Thursday, August 20, 2009

Mamma's little baby loves clambake, clambake

Oh Dear Elvis... I showed up to work today with my shirt on inside out.

I know I headed off to work this morning wearing one navy blue sock with one black sock and black pants. That was done, however reluctantly, on purpose. I've been delaying the Inevitable Laundry Session that I know will come whether I want it to or not. No matter how much I ignore its existence, the emptiness of my underwear drawer will not magically reverse itself.

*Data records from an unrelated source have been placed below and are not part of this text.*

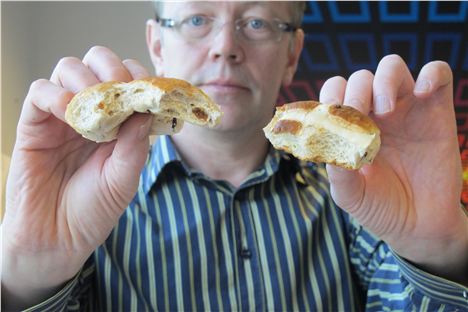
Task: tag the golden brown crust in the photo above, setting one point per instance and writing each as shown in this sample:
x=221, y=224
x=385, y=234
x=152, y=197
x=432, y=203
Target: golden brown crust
x=287, y=126
x=306, y=105
x=169, y=84
x=353, y=116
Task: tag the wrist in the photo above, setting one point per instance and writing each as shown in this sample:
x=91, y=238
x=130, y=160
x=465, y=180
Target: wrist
x=30, y=279
x=446, y=257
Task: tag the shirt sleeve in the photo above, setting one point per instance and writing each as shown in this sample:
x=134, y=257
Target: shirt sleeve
x=392, y=283
x=76, y=295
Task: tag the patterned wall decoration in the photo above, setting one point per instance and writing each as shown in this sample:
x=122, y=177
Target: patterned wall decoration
x=342, y=37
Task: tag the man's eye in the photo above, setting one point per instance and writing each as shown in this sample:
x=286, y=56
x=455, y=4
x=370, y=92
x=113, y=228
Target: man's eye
x=256, y=23
x=197, y=20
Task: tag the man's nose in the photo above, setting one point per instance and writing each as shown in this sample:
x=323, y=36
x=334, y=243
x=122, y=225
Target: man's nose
x=225, y=44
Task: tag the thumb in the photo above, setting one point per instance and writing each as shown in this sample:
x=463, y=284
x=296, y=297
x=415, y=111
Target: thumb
x=346, y=187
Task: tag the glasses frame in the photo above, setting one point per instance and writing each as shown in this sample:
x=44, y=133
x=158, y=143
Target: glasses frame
x=284, y=27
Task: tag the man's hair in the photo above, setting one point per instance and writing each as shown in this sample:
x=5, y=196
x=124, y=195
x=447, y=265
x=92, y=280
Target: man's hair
x=297, y=10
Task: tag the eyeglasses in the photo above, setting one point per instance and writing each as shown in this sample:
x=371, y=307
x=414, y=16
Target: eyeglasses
x=253, y=29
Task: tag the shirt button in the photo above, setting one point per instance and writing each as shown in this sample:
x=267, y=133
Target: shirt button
x=245, y=253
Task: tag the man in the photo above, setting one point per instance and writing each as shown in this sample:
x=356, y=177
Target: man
x=218, y=220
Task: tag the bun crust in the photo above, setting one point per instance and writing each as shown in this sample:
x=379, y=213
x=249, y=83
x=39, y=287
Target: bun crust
x=334, y=134
x=98, y=111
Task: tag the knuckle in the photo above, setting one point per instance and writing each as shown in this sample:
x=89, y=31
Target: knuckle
x=37, y=85
x=67, y=62
x=98, y=49
x=362, y=74
x=392, y=58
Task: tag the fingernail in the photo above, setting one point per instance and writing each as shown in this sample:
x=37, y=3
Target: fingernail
x=422, y=86
x=382, y=105
x=143, y=132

But if it could? Awesome squared!

I have enough undies to make it to the weekend, which is when I can do laundry at 7 or 8 in the morning before it gets all butt-ass melty hot outside. Bleagh. But my socks? They fare not so well. I've been down to mismatched socks since Tuesday. And now I'm down to socks that aren't even from the same species of sock-dom. Hello random halloween themed sock!

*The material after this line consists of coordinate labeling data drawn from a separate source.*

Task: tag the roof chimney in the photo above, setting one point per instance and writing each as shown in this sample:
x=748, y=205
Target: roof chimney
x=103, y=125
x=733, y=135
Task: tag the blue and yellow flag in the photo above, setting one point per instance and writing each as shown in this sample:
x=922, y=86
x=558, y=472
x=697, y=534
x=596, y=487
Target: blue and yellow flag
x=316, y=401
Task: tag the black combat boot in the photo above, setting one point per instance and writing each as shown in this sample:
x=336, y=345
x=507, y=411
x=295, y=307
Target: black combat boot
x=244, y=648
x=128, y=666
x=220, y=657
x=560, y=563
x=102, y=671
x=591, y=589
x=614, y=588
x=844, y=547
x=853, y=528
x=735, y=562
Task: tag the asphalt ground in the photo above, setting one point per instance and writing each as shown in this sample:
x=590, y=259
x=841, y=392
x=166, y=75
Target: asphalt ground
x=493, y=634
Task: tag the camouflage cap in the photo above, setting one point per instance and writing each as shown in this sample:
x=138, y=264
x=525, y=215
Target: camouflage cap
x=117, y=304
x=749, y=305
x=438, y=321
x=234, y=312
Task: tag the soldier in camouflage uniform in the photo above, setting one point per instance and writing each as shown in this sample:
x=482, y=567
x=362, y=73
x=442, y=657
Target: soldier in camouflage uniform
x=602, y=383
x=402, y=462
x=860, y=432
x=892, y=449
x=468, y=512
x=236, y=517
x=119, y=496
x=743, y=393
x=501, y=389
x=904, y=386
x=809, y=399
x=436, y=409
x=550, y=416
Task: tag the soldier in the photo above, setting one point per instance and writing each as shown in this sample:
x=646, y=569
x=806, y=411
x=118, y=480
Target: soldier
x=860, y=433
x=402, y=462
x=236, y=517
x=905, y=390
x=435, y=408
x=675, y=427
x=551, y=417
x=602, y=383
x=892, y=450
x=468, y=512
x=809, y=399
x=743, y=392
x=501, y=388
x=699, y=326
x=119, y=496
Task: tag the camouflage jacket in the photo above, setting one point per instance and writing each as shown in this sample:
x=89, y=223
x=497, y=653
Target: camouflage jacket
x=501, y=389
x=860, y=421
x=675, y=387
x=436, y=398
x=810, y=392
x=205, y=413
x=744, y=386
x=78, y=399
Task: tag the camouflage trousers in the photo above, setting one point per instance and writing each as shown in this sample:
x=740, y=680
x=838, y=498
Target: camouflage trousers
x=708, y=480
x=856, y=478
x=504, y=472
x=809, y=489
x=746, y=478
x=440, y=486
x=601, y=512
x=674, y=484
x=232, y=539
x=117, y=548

But the mismatched socks I could deal with. My feet are under a desk for most of the day, and hardly anyone, if any at all, would notice. But my shirt?!

Holy frack nuggets Batman!

Good thing I was bored during my morning meeting, and looking down, and checking out my chest (as a byproduct of being bored, mind you, I don't normally check out my chest. Well, that often anyway...) Anywho! I was wearing a v-neck shirt and as I was looking down I noticed the fabric sticking out where the two lines of the V meet.

And I thought to my self, 'well that looks weird... what the... oh. Crap.'


Thankfully nobody noticed. Because I refuse to believe otherwise.

In other news, I received a spammy email the other day that advertised a drug that could make me "wild and woozy." I thought that would be an interesting combination. "Woohoo! Let's go skinny dipping! Right after I sit down though because I'm a bit dizzy!" Sign me up.

1 comment:

  1. the exact same thing happened to me once. it was april first, so i thought i was just april fooling myself.